Gelsenkirchen. Viele Schalker haben keine Lust mehr auf Politik – diese zwei jungen Frauen schon. Jetzt reden sie Klartext darüber, was der Stadtteil braucht.

Als sich Rojin Gökdemir mit 15 Jahren erstmalig bei der Grünen Jugend engagieren wollte, da habe sie von Politik „noch null Plan gehabt“, wie sie feststellt. Hier wurde die Deutsch-Kurdin geboren, hier ist sie aufgewachsen, hier ist sie vor zwei Jahren (damals noch als Rojin Civi) selbst als Kandidatin angetreten – also dort, wo, gemessen an der Wahlbeteiligung, einer der unpolitischsten Wahlbezirke in ganz Nordrhein-Westfalen liegt.

31,3 Prozent – nur jeder dritte Wahlberechtigte – ging zuletzt bei den Landtagswahlen vor eineinhalb Wochen in Schalke-Ost wählen.
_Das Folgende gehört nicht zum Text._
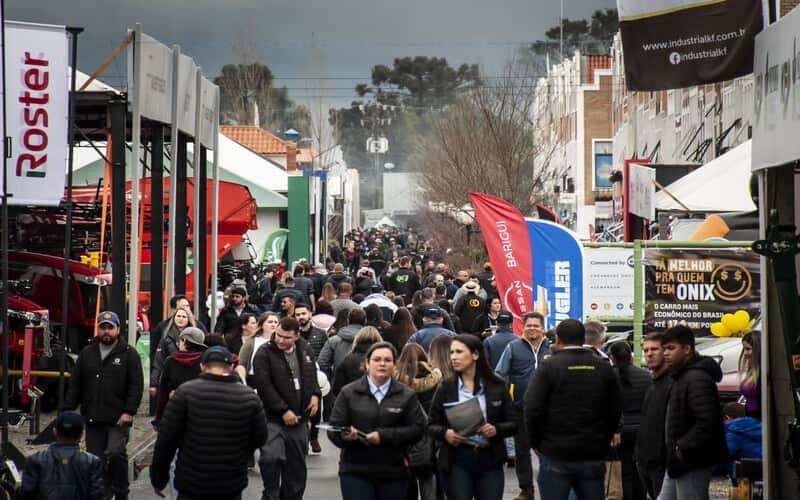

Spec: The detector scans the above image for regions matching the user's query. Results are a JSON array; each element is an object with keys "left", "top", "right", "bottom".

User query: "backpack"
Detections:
[{"left": 39, "top": 448, "right": 89, "bottom": 500}]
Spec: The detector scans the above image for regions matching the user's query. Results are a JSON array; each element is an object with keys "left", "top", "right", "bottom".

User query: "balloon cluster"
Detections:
[{"left": 711, "top": 309, "right": 756, "bottom": 337}]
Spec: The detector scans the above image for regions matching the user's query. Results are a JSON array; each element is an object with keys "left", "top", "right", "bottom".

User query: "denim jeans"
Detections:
[
  {"left": 339, "top": 474, "right": 409, "bottom": 500},
  {"left": 445, "top": 445, "right": 505, "bottom": 500},
  {"left": 658, "top": 469, "right": 711, "bottom": 500},
  {"left": 538, "top": 455, "right": 606, "bottom": 500}
]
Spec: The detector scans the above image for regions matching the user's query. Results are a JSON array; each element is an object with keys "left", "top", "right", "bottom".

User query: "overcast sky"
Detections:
[{"left": 5, "top": 0, "right": 615, "bottom": 102}]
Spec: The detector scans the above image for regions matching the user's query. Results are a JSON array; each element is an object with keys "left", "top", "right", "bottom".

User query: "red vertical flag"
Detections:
[{"left": 469, "top": 193, "right": 533, "bottom": 334}]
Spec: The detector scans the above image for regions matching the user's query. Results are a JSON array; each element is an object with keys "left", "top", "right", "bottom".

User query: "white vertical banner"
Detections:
[
  {"left": 128, "top": 33, "right": 172, "bottom": 123},
  {"left": 178, "top": 54, "right": 197, "bottom": 136},
  {"left": 202, "top": 78, "right": 219, "bottom": 149},
  {"left": 628, "top": 163, "right": 656, "bottom": 220},
  {"left": 0, "top": 22, "right": 69, "bottom": 206}
]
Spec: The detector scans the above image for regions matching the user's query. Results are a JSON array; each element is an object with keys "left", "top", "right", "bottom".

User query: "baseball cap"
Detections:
[
  {"left": 200, "top": 345, "right": 233, "bottom": 365},
  {"left": 56, "top": 411, "right": 83, "bottom": 437},
  {"left": 422, "top": 305, "right": 442, "bottom": 319},
  {"left": 178, "top": 326, "right": 206, "bottom": 347},
  {"left": 97, "top": 311, "right": 119, "bottom": 326}
]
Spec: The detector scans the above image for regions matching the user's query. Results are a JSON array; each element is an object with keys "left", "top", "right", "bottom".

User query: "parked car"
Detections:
[{"left": 697, "top": 337, "right": 742, "bottom": 403}]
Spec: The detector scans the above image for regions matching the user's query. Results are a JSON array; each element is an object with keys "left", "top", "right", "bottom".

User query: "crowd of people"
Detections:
[{"left": 15, "top": 230, "right": 760, "bottom": 500}]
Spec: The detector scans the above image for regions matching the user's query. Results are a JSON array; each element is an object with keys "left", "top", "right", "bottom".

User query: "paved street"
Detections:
[{"left": 130, "top": 441, "right": 532, "bottom": 500}]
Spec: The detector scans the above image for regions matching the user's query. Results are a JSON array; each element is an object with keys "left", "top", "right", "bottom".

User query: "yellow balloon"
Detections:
[
  {"left": 733, "top": 309, "right": 750, "bottom": 333},
  {"left": 721, "top": 313, "right": 737, "bottom": 333},
  {"left": 711, "top": 323, "right": 731, "bottom": 337}
]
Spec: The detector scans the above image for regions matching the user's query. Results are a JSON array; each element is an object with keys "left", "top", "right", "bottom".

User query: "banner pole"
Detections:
[
  {"left": 211, "top": 87, "right": 220, "bottom": 332},
  {"left": 192, "top": 66, "right": 206, "bottom": 321},
  {"left": 633, "top": 240, "right": 644, "bottom": 366},
  {"left": 0, "top": 0, "right": 11, "bottom": 460},
  {"left": 58, "top": 26, "right": 83, "bottom": 411},
  {"left": 163, "top": 45, "right": 181, "bottom": 318},
  {"left": 128, "top": 23, "right": 142, "bottom": 346}
]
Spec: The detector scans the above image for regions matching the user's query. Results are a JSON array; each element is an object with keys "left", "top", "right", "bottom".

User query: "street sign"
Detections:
[{"left": 367, "top": 136, "right": 389, "bottom": 154}]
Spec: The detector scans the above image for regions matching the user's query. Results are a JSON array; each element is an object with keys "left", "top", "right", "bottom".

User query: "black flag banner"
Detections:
[{"left": 617, "top": 0, "right": 763, "bottom": 90}]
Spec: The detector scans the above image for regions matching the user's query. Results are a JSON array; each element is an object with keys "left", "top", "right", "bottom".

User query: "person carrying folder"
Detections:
[{"left": 428, "top": 334, "right": 517, "bottom": 500}]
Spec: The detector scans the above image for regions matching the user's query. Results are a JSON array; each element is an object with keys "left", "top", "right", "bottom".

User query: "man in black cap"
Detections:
[
  {"left": 16, "top": 411, "right": 106, "bottom": 500},
  {"left": 214, "top": 286, "right": 258, "bottom": 335},
  {"left": 150, "top": 346, "right": 267, "bottom": 500},
  {"left": 492, "top": 312, "right": 550, "bottom": 500},
  {"left": 65, "top": 311, "right": 144, "bottom": 500},
  {"left": 408, "top": 305, "right": 456, "bottom": 352},
  {"left": 483, "top": 311, "right": 517, "bottom": 370}
]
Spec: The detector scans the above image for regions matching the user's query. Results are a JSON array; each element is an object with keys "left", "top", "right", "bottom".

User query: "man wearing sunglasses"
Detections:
[{"left": 65, "top": 311, "right": 144, "bottom": 500}]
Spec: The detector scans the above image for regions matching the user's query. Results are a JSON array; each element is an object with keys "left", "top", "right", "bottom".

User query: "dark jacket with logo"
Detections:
[
  {"left": 65, "top": 337, "right": 144, "bottom": 424},
  {"left": 483, "top": 327, "right": 516, "bottom": 370},
  {"left": 387, "top": 267, "right": 421, "bottom": 304},
  {"left": 634, "top": 370, "right": 672, "bottom": 470},
  {"left": 428, "top": 377, "right": 517, "bottom": 471},
  {"left": 19, "top": 443, "right": 106, "bottom": 500},
  {"left": 253, "top": 338, "right": 321, "bottom": 425},
  {"left": 328, "top": 376, "right": 425, "bottom": 479},
  {"left": 408, "top": 323, "right": 456, "bottom": 352},
  {"left": 150, "top": 373, "right": 267, "bottom": 500},
  {"left": 156, "top": 351, "right": 203, "bottom": 419},
  {"left": 666, "top": 355, "right": 727, "bottom": 477},
  {"left": 492, "top": 337, "right": 550, "bottom": 411},
  {"left": 524, "top": 344, "right": 622, "bottom": 461},
  {"left": 214, "top": 302, "right": 258, "bottom": 336}
]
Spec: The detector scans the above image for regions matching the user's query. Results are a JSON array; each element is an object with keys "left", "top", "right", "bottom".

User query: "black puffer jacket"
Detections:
[
  {"left": 150, "top": 373, "right": 267, "bottom": 500},
  {"left": 428, "top": 377, "right": 517, "bottom": 471},
  {"left": 328, "top": 376, "right": 425, "bottom": 479},
  {"left": 253, "top": 338, "right": 321, "bottom": 425},
  {"left": 634, "top": 370, "right": 672, "bottom": 470},
  {"left": 15, "top": 443, "right": 106, "bottom": 500},
  {"left": 615, "top": 366, "right": 653, "bottom": 446},
  {"left": 520, "top": 344, "right": 622, "bottom": 461},
  {"left": 300, "top": 326, "right": 328, "bottom": 360},
  {"left": 65, "top": 337, "right": 144, "bottom": 424},
  {"left": 666, "top": 355, "right": 727, "bottom": 477}
]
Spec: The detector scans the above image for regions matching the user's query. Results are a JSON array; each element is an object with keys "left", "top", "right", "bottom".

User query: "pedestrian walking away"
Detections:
[
  {"left": 328, "top": 342, "right": 425, "bottom": 500},
  {"left": 65, "top": 311, "right": 144, "bottom": 500},
  {"left": 14, "top": 411, "right": 107, "bottom": 500},
  {"left": 150, "top": 346, "right": 267, "bottom": 500},
  {"left": 525, "top": 319, "right": 622, "bottom": 500},
  {"left": 609, "top": 342, "right": 652, "bottom": 500},
  {"left": 634, "top": 332, "right": 672, "bottom": 498},
  {"left": 658, "top": 326, "right": 727, "bottom": 500},
  {"left": 253, "top": 318, "right": 321, "bottom": 500},
  {"left": 428, "top": 334, "right": 517, "bottom": 500},
  {"left": 494, "top": 311, "right": 550, "bottom": 500}
]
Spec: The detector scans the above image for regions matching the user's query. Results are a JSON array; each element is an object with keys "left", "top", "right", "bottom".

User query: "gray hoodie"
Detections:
[{"left": 317, "top": 325, "right": 362, "bottom": 378}]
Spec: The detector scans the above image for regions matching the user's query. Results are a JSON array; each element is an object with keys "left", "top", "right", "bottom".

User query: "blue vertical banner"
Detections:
[{"left": 526, "top": 219, "right": 583, "bottom": 328}]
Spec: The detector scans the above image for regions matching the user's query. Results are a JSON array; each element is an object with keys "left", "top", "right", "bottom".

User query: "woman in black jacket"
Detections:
[
  {"left": 328, "top": 342, "right": 425, "bottom": 500},
  {"left": 394, "top": 344, "right": 442, "bottom": 500},
  {"left": 608, "top": 342, "right": 653, "bottom": 500},
  {"left": 428, "top": 334, "right": 517, "bottom": 500},
  {"left": 331, "top": 326, "right": 383, "bottom": 396}
]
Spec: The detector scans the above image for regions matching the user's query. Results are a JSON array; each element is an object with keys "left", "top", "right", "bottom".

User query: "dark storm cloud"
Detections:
[{"left": 6, "top": 0, "right": 615, "bottom": 99}]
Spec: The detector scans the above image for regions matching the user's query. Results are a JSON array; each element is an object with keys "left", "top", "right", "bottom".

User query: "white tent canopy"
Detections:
[
  {"left": 655, "top": 140, "right": 757, "bottom": 212},
  {"left": 373, "top": 216, "right": 397, "bottom": 227}
]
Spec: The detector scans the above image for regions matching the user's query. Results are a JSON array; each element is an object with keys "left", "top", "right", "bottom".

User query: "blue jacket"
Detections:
[
  {"left": 483, "top": 328, "right": 517, "bottom": 369},
  {"left": 725, "top": 417, "right": 762, "bottom": 472},
  {"left": 495, "top": 337, "right": 550, "bottom": 410},
  {"left": 408, "top": 323, "right": 456, "bottom": 352}
]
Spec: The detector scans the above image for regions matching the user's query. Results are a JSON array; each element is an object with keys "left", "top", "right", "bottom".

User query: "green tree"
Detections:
[
  {"left": 523, "top": 9, "right": 619, "bottom": 74},
  {"left": 329, "top": 56, "right": 480, "bottom": 207},
  {"left": 214, "top": 62, "right": 311, "bottom": 135}
]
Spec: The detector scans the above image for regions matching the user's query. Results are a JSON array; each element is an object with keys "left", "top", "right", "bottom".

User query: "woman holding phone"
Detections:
[
  {"left": 428, "top": 334, "right": 517, "bottom": 500},
  {"left": 328, "top": 342, "right": 425, "bottom": 500}
]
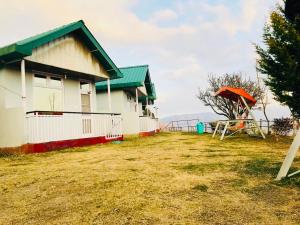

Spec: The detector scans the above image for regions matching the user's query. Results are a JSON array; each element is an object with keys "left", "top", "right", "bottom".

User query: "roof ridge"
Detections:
[
  {"left": 119, "top": 64, "right": 149, "bottom": 69},
  {"left": 0, "top": 20, "right": 84, "bottom": 48}
]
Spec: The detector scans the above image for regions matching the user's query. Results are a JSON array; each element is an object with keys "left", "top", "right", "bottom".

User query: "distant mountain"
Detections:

Weiß jemand wie Rojin Gökdemir, die hier zum politischen Menschen wurde, wie man die große Mehrheit der Nichtwähler motivieren könnte? Kennt so jemand noch andere Gründe für die bedenkliche Wahlbeteiligung als diejenigen, die – auch wir in der WAZ – oft versucht haben, zu erfassen?
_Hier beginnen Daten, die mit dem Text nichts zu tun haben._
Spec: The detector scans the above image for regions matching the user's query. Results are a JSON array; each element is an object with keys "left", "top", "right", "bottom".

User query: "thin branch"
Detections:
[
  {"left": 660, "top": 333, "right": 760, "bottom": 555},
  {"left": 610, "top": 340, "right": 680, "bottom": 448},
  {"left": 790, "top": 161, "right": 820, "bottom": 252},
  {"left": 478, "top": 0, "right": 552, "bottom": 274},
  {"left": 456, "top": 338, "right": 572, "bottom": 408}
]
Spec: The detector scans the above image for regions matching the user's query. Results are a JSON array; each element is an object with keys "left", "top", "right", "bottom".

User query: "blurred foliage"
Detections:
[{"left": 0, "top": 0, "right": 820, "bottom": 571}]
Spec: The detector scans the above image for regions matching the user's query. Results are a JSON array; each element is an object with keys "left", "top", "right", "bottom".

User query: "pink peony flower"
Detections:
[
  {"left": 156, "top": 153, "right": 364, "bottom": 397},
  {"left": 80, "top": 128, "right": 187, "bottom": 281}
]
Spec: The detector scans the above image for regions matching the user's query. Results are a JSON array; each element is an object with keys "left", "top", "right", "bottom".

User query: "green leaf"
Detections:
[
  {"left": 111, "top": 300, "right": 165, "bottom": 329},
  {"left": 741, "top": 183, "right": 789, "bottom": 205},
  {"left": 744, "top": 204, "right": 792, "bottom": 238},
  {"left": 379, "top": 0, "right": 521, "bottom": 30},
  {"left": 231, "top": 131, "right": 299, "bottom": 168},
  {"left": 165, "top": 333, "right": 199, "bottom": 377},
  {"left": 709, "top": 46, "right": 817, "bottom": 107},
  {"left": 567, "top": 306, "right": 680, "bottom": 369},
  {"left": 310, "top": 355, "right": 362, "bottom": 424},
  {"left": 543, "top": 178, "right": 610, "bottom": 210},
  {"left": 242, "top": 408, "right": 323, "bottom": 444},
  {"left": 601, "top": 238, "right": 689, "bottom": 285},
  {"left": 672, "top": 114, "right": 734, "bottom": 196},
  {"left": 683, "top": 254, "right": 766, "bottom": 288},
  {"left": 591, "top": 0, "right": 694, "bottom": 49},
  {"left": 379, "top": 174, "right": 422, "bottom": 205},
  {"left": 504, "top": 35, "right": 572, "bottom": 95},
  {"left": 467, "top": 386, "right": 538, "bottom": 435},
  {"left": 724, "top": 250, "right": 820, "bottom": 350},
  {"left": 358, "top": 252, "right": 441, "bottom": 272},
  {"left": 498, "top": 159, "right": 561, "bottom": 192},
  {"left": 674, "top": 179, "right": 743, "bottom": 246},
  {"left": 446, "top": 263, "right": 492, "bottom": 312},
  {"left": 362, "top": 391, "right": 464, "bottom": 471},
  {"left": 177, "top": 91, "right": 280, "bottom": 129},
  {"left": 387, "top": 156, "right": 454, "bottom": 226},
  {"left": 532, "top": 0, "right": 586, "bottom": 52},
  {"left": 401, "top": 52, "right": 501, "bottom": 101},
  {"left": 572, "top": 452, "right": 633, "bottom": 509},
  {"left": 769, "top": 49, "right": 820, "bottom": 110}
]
Hohe Zahl an Nichtwählern in Schalke: „Vielen Leuten fehlt der Anschluss“

Nachdem die heute 28-jährige Gökdemir bei den Grüne-Jugend-Treffen „nur Bahnhof verstand“, weil die anderen „so hochintelligent“ daherredeten, war es bei ihr jedenfalls erstmal wieder vorbei mit der politischen Aktivität. „Ich bin damals schnell wieder ausgetreten, weil ich eingeschüchtert war“, sagt sie – und nennt damit einen Grund für die Distanz zur Politik, den aus ihrer Sicht auch heute viele Menschen aus migrantischen oder bildungsschwachen Haushalten hätten. „Ich glaube, dass viele Leute schon Interesse an Politik haben. Aber viele finden einfach nicht den Anschluss, den Zugang.“

Was Gökdemir dann später motivierte, es doch noch mal bei den Grünen zu versuchen, war die Sorge um die „Parallelgesellschaften, die immer größer wurden“, wie sie erklärt. „Dort war die Straße der Deutschen, dort die Straße der Araber – aber mich hat genervt, dass die Leute nichts miteinander zu tun hatten.“ Es seien jedoch nicht nur die einfachen Leute, die sich in ihre Komfortzonen zurückgezogen hätten, gewissermaßen seien es auch die Politiker, findet die studierte Ingenieurin. Sie bräuchten „viel mehr Mut“, um auf jene Leute zuzugehen, die nicht zu ihrem klassischem Wählerklientel gehören.

„Es braucht Politiker aus armen Verhältnissen – dann würden sie auch handeln“

In die Schalker Gesellschaft einzutauchen, das dürfte für manch einen Auswärtigen jedoch „wie ein Kulturschock“ wirken, gibt die 22-jährige, ebenfalls Schalkerin Berran Taskin zu bedenken. „Ich bin hier aufgewachsen, ich fühle mich hier wohl. Aber wenn ich aus einer Umgebung käme, wo weniger Menschen mit Migrationshintergrund leben, wo weniger Armut herrscht, dann wäre das für mich auch ein kleiner Schock hier“, sagt sie und ergänzt: „Ich lebe seit 22 Jahren in Schalke und es hat sich eigentlich nichts verbessert. Es bräuchte Politiker, die aus denselben Verhältnissen kommen – dann würden sie auch handeln.“

Viele Süd-Wahlbezirke mit geringer Beteiligung

In zehn von 34 Gelsenkirchener Kommunalwahlbezirken lag die Wahlbeteiligung bei den Landtagswahlen 2022 unter 40 Prozent.Neben dem weit abgeschlagenen Schalke-Ost (31,3 Prozent) waren dies Bulmke-Süd (38 Prozent), Horst-Süd (38,5 Prozent), Bismarck-West (38,9 Prozent), Schalke-West (38,9 Prozent), Horst-Nord (39,5 Prozent), Bulmke-Nord (39,6 Prozent), Hassel-Süd, Hüllen und Neustadt (jeweils rund 39,9 Prozent).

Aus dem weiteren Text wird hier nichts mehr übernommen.